Dans le nouveau texte, le président désigne le chef du gouvernement et les ministres et peut les révoquer à sa guise, sans nécessité d'obtenir la confiance du Parlement. Il entérine les lois et peut soumettre au Parlement des textes législatifs qui ont "la priorité". Une deuxième chambre devant représenter les régions sera établie pour contrebalancer l'Assemblée des représentants (députés) actuelle.
Sadok Belaïd, le juriste chargé par M. Saied d'élaborer la nouvelle Constitution, a désavoué le texte final, estimant qu'il pourrait "ouvrir la voie à un régime dictatorial".
L'opposition et de nombreuses ONG ont dénoncé un texte "taillé sur mesure" pour M. Saïed, l'absence de contrepouvoirs et le risque de dérive autoritaire d'un président n'ayant de comptes à rendre à personne.
"Correction de cap"
L'opposition, aussi bien le mouvement d'inspiration islamiste Ennahdha, bête noire de M. Saied que le Parti destourien libre d'Abir Moussi, ont appelé au boycott du scrutin, invoquant un "processus illégal" et sans concertation.
La puissante centrale syndicale UGTT, moins présente dans la vie politique qu'autrefois, n'a pas donné de consigne de vote.
Personnage insondable et complexe, le président Saied exerce le pouvoir de manière de plus en plus solitaire depuis un an.
Agé de 64 ans, M. Saied considère sa refonte de la Constitution comme le prolongement de la "correction de cap" engagée le 25 juillet 2021 quand, arguant de blocages politico-économiques, il a limogé son Premier ministre et gelé le Parlement avant de le dissoudre en mars, mettant en péril la seule démocratie issue du Printemps arabe.

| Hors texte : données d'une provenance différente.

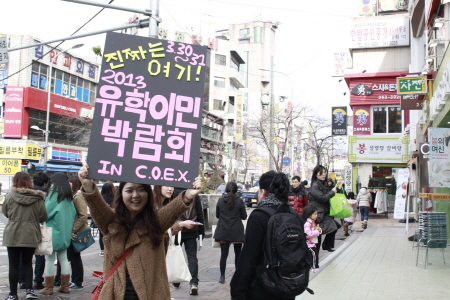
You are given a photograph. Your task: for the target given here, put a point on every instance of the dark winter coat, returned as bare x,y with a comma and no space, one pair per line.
298,199
229,227
244,285
25,209
319,196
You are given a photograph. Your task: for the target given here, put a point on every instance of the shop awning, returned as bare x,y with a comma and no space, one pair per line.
57,167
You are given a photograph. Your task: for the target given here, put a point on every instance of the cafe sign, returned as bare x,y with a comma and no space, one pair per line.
411,85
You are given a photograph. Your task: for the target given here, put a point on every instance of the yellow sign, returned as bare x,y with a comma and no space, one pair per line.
22,151
10,166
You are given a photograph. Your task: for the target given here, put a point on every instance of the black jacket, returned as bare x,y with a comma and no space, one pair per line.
244,284
194,234
230,227
319,196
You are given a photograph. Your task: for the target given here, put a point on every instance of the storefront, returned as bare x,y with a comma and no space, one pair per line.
379,147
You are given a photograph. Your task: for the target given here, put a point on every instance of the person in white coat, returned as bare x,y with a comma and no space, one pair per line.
364,198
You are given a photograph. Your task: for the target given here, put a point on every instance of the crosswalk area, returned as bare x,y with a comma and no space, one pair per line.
4,251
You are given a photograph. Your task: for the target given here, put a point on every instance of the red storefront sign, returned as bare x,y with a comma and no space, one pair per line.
361,120
13,112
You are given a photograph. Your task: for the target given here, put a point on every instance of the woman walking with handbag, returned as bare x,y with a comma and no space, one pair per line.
80,225
319,196
61,215
134,230
25,209
230,211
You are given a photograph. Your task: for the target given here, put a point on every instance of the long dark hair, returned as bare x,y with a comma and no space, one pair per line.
61,186
308,211
280,187
22,180
146,219
318,169
159,200
231,190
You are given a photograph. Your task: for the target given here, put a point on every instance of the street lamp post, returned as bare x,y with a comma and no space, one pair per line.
49,84
271,110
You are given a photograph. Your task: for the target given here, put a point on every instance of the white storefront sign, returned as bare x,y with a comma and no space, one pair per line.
379,32
377,149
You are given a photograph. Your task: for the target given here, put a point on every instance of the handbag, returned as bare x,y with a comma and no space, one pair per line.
83,240
214,243
339,206
177,269
45,246
99,286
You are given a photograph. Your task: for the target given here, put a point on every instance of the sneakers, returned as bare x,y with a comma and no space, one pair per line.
31,295
194,290
75,287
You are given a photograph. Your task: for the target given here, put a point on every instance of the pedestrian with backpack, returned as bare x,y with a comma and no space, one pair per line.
320,196
275,260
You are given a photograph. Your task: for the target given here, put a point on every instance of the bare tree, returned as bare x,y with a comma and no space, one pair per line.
282,121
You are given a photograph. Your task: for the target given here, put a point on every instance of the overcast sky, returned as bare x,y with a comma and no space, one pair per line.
308,35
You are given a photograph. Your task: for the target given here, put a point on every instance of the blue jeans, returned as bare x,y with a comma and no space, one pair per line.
364,211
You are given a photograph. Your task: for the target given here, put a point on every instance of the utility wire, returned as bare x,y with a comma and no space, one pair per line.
53,48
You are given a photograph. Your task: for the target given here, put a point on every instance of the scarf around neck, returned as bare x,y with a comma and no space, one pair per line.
270,200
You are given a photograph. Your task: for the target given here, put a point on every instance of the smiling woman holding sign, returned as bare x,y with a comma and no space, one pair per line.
133,233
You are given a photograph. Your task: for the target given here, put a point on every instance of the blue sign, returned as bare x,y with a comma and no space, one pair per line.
286,161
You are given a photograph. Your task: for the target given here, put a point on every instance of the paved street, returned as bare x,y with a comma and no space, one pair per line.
378,263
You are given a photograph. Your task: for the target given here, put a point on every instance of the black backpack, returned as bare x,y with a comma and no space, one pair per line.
287,259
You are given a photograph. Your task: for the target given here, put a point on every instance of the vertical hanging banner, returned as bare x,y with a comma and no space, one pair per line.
401,196
148,111
339,117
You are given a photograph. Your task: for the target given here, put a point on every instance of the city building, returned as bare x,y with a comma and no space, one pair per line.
73,81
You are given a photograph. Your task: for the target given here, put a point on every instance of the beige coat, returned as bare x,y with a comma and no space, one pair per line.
81,218
145,265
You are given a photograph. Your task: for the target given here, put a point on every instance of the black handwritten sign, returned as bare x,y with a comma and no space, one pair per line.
148,111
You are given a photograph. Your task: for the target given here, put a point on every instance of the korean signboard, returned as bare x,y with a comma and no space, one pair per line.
339,117
10,166
401,194
412,85
379,32
361,120
439,157
3,51
13,112
377,150
20,150
147,119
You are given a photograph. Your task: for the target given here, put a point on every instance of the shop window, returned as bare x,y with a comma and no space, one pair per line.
244,31
221,60
219,82
387,119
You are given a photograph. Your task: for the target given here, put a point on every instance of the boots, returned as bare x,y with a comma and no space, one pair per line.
65,279
346,229
48,285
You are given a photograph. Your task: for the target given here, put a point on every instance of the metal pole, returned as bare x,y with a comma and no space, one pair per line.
140,24
271,133
153,22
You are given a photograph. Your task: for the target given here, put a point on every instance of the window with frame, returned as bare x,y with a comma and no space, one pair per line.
387,119
221,60
244,31
219,82
218,104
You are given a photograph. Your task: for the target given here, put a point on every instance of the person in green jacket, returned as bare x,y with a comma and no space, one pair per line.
61,215
25,209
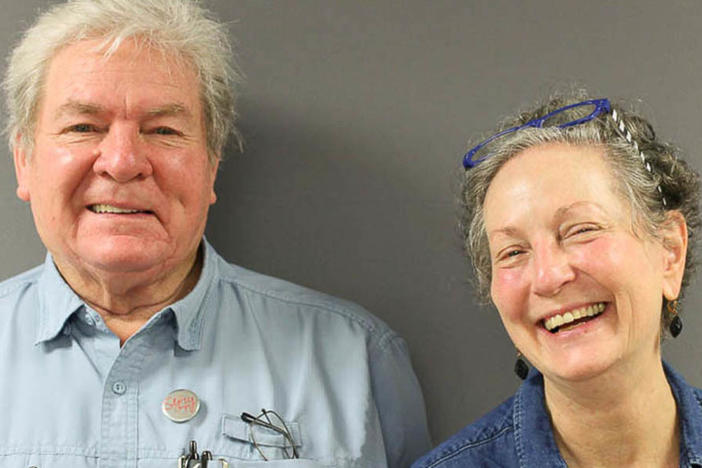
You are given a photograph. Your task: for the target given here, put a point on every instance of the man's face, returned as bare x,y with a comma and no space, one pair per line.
119,180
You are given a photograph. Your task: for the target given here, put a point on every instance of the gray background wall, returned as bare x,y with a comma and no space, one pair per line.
356,115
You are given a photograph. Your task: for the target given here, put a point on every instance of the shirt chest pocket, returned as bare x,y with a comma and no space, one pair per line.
266,442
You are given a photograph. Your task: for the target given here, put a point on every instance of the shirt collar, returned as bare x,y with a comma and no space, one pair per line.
57,302
690,413
534,435
190,311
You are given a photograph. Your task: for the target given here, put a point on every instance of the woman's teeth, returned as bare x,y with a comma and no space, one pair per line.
571,316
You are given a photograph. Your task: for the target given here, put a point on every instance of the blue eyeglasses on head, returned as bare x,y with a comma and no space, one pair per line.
567,116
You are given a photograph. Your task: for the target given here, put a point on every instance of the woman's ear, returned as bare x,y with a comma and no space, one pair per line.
674,239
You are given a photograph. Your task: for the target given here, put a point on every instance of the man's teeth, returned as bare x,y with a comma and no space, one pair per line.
111,209
573,315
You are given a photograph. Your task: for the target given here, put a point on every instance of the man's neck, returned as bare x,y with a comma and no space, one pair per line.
126,301
625,417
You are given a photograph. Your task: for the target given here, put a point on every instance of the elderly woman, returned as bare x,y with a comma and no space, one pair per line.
579,222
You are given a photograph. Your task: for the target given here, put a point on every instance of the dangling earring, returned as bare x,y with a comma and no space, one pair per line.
520,367
675,325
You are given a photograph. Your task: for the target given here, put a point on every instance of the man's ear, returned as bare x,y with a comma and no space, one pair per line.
213,174
674,238
22,169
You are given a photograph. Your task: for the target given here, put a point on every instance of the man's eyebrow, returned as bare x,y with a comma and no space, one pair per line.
78,108
509,231
86,108
169,110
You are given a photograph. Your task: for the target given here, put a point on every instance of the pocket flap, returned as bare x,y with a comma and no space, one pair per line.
234,428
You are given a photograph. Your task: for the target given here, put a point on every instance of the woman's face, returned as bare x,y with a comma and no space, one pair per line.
577,290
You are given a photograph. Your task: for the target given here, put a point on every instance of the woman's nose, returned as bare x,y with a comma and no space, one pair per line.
552,269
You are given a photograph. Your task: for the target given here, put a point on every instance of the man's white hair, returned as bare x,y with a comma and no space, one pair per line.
182,29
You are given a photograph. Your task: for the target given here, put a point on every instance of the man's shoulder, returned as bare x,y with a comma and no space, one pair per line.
19,282
292,296
489,441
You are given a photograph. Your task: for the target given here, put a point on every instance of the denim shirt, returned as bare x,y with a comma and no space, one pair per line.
518,433
72,397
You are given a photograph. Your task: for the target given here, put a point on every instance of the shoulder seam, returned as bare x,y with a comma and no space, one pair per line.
470,446
341,311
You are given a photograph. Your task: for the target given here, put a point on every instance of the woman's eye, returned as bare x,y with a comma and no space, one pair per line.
582,229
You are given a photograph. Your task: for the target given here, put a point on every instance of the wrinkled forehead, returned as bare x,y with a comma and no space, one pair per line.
86,75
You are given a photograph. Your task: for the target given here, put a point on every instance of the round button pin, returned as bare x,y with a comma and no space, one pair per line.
180,405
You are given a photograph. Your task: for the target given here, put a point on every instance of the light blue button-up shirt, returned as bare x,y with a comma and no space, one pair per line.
71,397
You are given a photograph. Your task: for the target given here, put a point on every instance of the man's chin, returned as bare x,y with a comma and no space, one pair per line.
123,256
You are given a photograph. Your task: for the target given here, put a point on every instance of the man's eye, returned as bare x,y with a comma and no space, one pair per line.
165,131
82,128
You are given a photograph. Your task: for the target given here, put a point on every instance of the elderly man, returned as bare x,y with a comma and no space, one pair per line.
135,338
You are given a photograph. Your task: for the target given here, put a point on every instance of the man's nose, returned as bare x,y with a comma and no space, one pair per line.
552,269
122,154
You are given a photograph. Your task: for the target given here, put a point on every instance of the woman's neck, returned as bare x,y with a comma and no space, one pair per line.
625,417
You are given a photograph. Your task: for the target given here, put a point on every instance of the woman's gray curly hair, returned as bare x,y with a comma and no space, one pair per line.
678,182
182,29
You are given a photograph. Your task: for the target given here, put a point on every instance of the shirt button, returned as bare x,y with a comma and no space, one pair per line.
119,388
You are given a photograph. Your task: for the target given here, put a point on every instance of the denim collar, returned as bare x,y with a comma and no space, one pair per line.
689,400
58,302
536,446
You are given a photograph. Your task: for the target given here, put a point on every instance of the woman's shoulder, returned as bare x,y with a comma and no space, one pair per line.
489,441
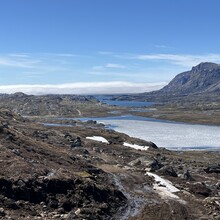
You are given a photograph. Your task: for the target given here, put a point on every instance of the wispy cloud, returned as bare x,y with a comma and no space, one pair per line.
117,87
108,66
186,60
115,65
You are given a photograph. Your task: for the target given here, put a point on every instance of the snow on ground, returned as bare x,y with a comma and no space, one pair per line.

Pour le chercheur Youssef Cherif, "le fait que les gens puissent encore s'exprimer librement, qu'ils puissent aller voter non (au référendum) sans aller en prison montre que nous ne sommes pas dans le schéma traditionnel de la dictature".
Mais la question pourrait se poser, selon lui, dans l'après-Saied, avec une Constitution qui "pourrait construire un régime autoritaire ressemblant aux régimes que la Tunisie a connus avant 2011", la dictature de Zine el Abidine Ben Ali et le régime autocratique du héros de l'indépendance Habib Bourguiba.
Au lendemain du vote, le principal défi du président restera la mauvaise situation économique avec une croissance poussive (autour de 3%), un chômage élevé (près de 40% chez les jeunes), une inflation galopante et l'augmentation du nombre de pauvres à 4 millions de personnes.
La Tunisie, au bord du défaut de paiement avec une dette supérieure à 100% du PIB, négocie un nouveau prêt avec le FMI qui a fait état de "progrès satisfaisants" vers un accord, mais exigera en retour des sacrifices, susceptibles de provoquer la colère de la rue.